- Genre: Game show
- Created by: Scott Sternberg
- Based on: Jeopardy! by Merv Griffin
- Directed by: Kevin McCarthy
- Presented by: Jeff Probst
- Narrated by: Loretta Fox Stew Herrera
- Theme music composer: Steve Kaplan
- Country of origin: United States
- Original language: English
- No. of seasons: 4
- No. of episodes: 100

Production
- Executive producer: Harry Friedman
- Producers: Lisa Finneran Gary Johnson
- Running time: approx. 22 minutes
- Production companies: Trackdown Productions VH1 Columbia TriStar Television

Original release
- Network: VH1
- Release: August 8, 1998 – December 2001

= Rock & Roll Jeopardy! =

American television game show

Rock & Roll Jeopardy! is an American television game show created by Scott Sternberg and adapted from the quiz show Jeopardy!. The show debuted on VH1 on August 8, 1998 and ran for four seasons, ending in December 2001. The series also aired in Canada on MuchMoreMusic with reruns airing until 2004. Hosted by Jeff Probst, this version featured largely identical play to the parent program, but highlighted post-1950s popular music trivia rather than focusing on general knowledge. Loretta Fox was the show's original announcer, with Stew Herrera later replacing her.

==Format==
Instead of the actual amount won during the three rounds of game play, the champions on Rock & Roll Jeopardy! were awarded $5,000, regardless of their score, and non-winners received consolation prizes, which were $2,000 for the second-place contestant and $1,000 for the third-place contestant (like the parent series). For the first two seasons, the clue values were in points, as in Super Jeopardy!, but they were changed to dollars for the final two seasons with the guaranteed minimum for the winner being $5,000. Numerous rock musicians appeared in celebrity editions of the show, playing for charitable organizations of their choice.

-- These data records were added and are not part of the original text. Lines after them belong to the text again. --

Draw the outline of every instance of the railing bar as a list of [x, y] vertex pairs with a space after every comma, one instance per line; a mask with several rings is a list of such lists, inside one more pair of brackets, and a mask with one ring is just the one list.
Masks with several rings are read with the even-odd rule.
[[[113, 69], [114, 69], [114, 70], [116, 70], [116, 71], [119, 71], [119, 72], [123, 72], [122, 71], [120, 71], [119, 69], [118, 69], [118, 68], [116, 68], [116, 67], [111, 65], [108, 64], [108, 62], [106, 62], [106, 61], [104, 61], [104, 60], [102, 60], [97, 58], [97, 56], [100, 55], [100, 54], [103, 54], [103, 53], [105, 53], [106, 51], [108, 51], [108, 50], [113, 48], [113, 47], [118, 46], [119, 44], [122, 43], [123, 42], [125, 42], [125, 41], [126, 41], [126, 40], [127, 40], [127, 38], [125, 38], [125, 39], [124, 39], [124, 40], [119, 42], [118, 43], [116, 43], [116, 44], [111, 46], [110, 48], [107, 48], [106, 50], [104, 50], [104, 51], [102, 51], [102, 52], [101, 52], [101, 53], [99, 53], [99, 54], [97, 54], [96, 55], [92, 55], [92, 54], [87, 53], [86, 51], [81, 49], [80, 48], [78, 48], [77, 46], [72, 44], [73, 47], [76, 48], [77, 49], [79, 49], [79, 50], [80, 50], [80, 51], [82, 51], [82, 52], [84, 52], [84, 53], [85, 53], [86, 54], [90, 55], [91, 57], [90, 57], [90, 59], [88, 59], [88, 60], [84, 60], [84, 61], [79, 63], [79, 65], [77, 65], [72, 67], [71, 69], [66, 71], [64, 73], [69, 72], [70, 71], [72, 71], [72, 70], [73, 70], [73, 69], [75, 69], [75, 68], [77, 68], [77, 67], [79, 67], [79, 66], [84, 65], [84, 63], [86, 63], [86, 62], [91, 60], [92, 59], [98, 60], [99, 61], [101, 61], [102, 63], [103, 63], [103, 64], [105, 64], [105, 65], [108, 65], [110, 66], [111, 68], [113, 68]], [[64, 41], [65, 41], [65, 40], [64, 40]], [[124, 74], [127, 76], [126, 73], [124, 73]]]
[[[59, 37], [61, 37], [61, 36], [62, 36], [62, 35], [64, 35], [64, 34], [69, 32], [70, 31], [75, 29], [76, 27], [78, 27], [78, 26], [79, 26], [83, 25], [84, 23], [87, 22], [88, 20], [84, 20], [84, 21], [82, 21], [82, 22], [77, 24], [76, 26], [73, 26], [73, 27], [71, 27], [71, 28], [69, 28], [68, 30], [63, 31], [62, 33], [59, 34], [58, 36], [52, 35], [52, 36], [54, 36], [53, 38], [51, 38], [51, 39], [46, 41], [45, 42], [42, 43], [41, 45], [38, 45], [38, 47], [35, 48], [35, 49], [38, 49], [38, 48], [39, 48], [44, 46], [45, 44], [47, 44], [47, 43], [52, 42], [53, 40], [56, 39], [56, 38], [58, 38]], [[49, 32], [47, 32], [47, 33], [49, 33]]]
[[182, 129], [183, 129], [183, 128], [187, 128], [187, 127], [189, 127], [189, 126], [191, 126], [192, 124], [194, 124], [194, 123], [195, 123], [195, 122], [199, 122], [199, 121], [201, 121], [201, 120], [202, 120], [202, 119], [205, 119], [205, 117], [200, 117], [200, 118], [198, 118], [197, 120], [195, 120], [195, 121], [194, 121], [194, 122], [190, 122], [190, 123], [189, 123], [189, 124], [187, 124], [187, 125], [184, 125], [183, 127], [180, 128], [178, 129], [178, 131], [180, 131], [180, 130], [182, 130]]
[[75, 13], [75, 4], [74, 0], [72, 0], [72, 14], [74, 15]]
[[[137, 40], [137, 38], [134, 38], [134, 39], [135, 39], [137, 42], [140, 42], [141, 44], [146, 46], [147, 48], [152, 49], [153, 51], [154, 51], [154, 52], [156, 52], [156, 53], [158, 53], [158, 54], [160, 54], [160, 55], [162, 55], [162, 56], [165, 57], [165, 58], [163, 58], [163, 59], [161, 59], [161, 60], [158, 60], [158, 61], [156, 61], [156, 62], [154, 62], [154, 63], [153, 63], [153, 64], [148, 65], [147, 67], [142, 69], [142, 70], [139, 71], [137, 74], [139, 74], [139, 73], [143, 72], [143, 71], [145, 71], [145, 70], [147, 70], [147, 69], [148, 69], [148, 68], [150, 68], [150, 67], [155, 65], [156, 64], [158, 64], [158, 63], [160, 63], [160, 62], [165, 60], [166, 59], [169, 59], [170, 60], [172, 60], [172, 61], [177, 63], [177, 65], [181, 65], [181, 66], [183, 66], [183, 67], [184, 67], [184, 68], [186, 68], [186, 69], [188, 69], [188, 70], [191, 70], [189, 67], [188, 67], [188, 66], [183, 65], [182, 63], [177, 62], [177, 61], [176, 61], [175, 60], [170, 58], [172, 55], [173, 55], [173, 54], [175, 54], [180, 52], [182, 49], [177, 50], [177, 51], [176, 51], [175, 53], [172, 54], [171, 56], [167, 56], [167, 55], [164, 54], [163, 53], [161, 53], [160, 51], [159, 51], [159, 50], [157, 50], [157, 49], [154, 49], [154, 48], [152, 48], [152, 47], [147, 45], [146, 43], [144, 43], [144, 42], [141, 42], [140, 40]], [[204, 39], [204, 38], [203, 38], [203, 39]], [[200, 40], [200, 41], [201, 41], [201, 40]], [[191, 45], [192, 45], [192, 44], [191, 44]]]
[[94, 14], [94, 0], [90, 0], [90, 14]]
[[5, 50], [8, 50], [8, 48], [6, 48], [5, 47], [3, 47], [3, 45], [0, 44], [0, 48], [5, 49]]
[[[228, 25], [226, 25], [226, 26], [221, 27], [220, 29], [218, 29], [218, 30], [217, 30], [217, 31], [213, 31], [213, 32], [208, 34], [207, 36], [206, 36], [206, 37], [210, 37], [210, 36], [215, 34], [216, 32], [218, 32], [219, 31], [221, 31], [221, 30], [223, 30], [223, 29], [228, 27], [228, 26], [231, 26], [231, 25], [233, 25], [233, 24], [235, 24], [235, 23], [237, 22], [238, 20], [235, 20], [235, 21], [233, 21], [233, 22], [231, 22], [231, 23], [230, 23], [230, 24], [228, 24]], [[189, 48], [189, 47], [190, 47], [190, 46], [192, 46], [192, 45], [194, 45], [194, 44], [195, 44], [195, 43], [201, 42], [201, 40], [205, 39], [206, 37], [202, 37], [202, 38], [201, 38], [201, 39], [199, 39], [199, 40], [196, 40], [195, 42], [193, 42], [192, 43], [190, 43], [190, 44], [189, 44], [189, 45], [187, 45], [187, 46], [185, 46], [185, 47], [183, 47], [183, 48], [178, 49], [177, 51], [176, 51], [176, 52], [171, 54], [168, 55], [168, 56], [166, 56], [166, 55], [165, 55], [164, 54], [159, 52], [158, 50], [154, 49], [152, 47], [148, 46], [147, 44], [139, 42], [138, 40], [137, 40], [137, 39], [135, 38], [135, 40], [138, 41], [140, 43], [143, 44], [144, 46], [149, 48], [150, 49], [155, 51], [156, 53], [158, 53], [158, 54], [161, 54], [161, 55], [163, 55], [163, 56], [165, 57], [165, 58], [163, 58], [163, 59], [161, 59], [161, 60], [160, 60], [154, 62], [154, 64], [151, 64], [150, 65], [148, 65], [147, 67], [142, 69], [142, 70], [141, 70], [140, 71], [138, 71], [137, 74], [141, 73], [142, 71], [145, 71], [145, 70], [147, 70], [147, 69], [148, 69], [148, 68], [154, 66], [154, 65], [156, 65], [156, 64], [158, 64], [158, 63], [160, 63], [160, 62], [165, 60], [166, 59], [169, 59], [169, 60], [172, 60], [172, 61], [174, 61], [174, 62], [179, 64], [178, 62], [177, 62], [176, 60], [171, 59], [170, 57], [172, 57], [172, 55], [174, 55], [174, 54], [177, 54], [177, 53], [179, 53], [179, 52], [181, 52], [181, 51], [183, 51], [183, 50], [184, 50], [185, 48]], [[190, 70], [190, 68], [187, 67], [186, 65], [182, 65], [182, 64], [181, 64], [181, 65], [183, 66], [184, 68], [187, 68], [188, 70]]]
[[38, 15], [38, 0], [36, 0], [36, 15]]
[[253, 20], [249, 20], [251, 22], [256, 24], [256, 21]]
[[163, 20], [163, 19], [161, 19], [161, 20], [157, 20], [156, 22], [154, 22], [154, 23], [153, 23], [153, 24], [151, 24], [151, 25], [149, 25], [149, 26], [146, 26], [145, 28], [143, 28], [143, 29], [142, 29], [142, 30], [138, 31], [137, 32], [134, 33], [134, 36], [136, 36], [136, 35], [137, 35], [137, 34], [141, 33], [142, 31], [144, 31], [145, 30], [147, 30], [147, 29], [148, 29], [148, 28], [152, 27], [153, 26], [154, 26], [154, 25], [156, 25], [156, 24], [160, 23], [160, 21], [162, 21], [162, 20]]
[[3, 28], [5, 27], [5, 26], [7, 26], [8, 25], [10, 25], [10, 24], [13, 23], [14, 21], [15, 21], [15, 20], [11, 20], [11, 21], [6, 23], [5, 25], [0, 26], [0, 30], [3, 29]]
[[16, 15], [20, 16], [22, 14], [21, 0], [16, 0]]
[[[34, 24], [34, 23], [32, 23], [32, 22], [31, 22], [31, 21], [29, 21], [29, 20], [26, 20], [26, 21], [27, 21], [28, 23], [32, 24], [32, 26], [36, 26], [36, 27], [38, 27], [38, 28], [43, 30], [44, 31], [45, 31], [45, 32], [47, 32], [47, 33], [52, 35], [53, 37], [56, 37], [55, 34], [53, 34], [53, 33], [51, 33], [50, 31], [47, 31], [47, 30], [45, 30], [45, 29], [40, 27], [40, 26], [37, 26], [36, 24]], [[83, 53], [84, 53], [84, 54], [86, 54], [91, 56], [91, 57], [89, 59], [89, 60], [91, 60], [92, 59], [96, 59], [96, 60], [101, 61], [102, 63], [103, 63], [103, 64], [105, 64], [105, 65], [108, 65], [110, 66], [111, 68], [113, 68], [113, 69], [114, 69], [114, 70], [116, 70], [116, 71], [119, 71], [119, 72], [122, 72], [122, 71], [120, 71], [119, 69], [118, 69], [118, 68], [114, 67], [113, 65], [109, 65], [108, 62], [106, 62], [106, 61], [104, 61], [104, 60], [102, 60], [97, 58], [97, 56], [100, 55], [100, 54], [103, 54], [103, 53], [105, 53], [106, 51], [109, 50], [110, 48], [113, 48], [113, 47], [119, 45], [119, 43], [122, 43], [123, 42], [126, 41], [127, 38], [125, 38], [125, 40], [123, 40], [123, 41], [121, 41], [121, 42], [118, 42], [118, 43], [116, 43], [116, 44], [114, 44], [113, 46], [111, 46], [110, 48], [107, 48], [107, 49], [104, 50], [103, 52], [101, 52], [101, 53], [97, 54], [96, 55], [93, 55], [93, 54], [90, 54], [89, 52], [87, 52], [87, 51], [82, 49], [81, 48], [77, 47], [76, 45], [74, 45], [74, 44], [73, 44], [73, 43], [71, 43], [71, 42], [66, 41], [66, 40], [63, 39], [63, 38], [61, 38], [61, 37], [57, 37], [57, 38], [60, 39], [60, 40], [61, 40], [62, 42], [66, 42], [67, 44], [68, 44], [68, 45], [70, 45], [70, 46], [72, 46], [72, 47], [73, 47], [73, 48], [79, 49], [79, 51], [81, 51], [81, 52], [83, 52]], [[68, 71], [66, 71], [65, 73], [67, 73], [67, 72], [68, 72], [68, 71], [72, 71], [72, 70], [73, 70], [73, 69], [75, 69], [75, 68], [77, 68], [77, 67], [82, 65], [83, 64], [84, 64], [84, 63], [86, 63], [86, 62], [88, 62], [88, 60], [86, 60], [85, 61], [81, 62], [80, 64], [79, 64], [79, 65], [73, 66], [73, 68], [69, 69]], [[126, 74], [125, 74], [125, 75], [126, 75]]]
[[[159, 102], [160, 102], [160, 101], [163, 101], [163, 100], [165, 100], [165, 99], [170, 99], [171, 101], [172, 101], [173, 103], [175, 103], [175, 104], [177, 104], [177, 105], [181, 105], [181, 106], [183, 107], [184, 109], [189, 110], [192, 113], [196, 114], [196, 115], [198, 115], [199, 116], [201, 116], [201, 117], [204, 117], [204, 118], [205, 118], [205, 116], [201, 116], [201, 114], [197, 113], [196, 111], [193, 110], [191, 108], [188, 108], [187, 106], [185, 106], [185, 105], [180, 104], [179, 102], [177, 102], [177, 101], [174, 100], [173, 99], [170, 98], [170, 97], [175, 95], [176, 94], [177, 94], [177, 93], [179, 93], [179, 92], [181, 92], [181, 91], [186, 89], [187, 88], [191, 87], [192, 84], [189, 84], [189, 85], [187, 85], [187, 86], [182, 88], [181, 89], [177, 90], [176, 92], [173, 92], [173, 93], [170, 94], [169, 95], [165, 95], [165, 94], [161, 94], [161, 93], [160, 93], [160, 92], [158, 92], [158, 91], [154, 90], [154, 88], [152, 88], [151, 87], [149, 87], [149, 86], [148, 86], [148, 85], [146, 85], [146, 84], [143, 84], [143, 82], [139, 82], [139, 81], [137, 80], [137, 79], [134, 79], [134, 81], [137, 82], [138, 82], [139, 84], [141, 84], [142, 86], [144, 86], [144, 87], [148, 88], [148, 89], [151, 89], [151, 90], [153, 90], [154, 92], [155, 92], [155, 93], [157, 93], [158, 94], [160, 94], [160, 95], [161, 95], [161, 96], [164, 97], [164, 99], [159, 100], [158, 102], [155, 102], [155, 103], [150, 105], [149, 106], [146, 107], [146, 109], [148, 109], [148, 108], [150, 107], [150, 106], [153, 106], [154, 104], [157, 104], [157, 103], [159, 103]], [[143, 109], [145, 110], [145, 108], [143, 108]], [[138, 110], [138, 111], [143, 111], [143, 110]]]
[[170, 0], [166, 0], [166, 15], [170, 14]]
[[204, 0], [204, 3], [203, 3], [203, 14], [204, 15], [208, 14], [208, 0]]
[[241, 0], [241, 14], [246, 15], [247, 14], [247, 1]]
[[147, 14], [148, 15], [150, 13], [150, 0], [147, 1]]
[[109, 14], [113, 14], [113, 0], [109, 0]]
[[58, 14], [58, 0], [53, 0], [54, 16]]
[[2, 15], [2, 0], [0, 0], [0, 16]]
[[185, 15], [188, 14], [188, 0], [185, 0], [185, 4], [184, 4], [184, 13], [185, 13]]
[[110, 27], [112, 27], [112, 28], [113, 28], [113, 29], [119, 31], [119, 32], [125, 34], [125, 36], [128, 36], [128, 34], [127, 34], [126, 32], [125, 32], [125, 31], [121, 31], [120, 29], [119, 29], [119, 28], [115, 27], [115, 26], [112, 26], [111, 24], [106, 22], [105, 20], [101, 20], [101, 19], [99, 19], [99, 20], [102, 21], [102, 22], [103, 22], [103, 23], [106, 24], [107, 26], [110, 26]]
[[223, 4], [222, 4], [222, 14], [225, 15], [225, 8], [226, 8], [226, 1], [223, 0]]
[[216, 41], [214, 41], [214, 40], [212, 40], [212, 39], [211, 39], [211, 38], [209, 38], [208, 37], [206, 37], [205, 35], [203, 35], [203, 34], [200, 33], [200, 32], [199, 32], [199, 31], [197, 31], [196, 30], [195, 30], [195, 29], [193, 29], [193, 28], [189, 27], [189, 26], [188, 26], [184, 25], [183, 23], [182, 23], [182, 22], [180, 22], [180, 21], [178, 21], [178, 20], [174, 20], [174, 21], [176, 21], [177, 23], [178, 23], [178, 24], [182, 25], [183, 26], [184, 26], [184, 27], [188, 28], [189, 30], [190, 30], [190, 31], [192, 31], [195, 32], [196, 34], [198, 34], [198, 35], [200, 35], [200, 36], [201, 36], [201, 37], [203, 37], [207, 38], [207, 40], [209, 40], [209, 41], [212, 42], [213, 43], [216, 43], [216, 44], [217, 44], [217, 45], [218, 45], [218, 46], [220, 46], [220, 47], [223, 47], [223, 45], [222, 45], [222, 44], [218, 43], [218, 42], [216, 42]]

As was the case with Jeopardy!, Rock & Roll Jeopardy!s production involved most of the daily syndicated Jeopardy!s then-current personnel, and its copyright holder was identified in show credits as Trackdown Productions, Inc. Again, the show was taped at Stage 11 of Sony Pictures Studios, rather than Stage 10. Years after the cancellation, the parent program began to use Rock & Roll Jeopardy!'s main theme and think music (electric-guitar renditions of "Think!" written and performed by Steve Kaplan) in its Kids Weeks, Teen Tournaments and the College Championships. In Series 36, for the College Championship, it was replaced with Sports Jeopardy! cues. (The College Championship used an entirely new theme from Bleeding Fingers Music in Series 38.)